Nadat hij getooid is met een verpleegkundige schort, neemt hij plaats in de passagierszetel van de i-mens-auto. Er ontspint zich meteen een geanimeerde dialoog tussen Anima en de minister. “Meer dan twintig jaar geleden ben ik al eens met een thuis-verpleegkundige meegegaan. Ondertussen is de wereld natuurlijk fel veranderd. Twintig jaar geleden zijn we ook begonnen met een meer systematische begeleiding van patiënten met diabetes. Anima, jij volgde een opleiding rond diabetes, niet?”

Anima: “Dat klopt, u bent goed ingelicht.” 

Frank: “De groep van diabetespatiënten is alleen maar gegroeid de voorbije twintig jaar, we staan voor heel grote uitdagingen.”

Anima: “Als diabeteseducator gaan we diabetespatiënten thuis informeren. We leren hen ook om zelf inspuitingen te geven zodat ze niet dagelijks een thuisverpleegkundige nodig hebben.”

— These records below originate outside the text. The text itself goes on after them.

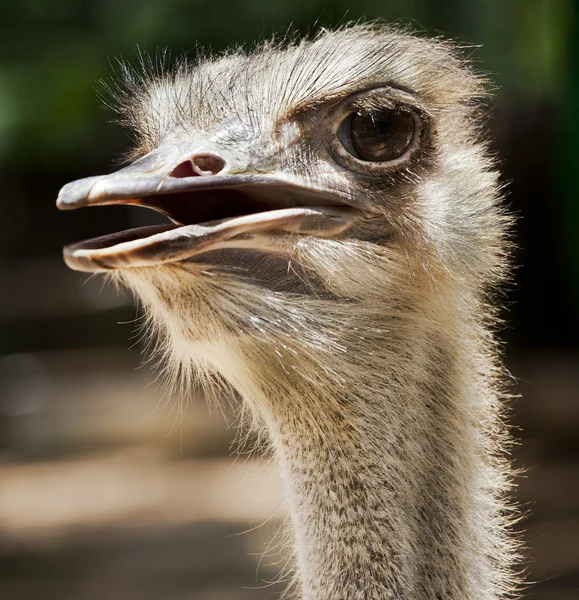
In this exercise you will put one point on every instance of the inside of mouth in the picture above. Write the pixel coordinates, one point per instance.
(189, 208)
(208, 207)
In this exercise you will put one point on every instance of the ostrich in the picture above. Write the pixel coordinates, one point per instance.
(336, 243)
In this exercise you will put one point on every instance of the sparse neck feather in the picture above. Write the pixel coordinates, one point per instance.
(383, 407)
(394, 489)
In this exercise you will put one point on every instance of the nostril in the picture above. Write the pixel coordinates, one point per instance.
(185, 169)
(208, 164)
(199, 165)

Frank: “Wat heeft je gemotiveerd om die opleiding te volgen?”

Anima: “Diabetes is zo wijdverspreid, ik vond het interessant om mij daarin echt te verdiepen. Er komen steeds nieuwe innovaties waardoor we in de toekomst hopelijk minder hoeven te prikken om de glycemie (suikergehalte in het bloed, red.) te meten. We geven ook advies rond levensstijl, maar de focus ligt op de technische taken.” 

Elke dag anders

Het is 16 uur, de avondspits trekt zich op gang. Het wordt snel duidelijk dat je als thuisverpleegkundige ook maar beter de vaardigheden van een taxichauffeur onder de knie hebt: veilig maar assertief rijden, obstakels tijdig inschatten, in een vingerknip parkeren. “Soms is het verkeer een extra uitdaging, gelukkig kennen we elk weggetje hier.” 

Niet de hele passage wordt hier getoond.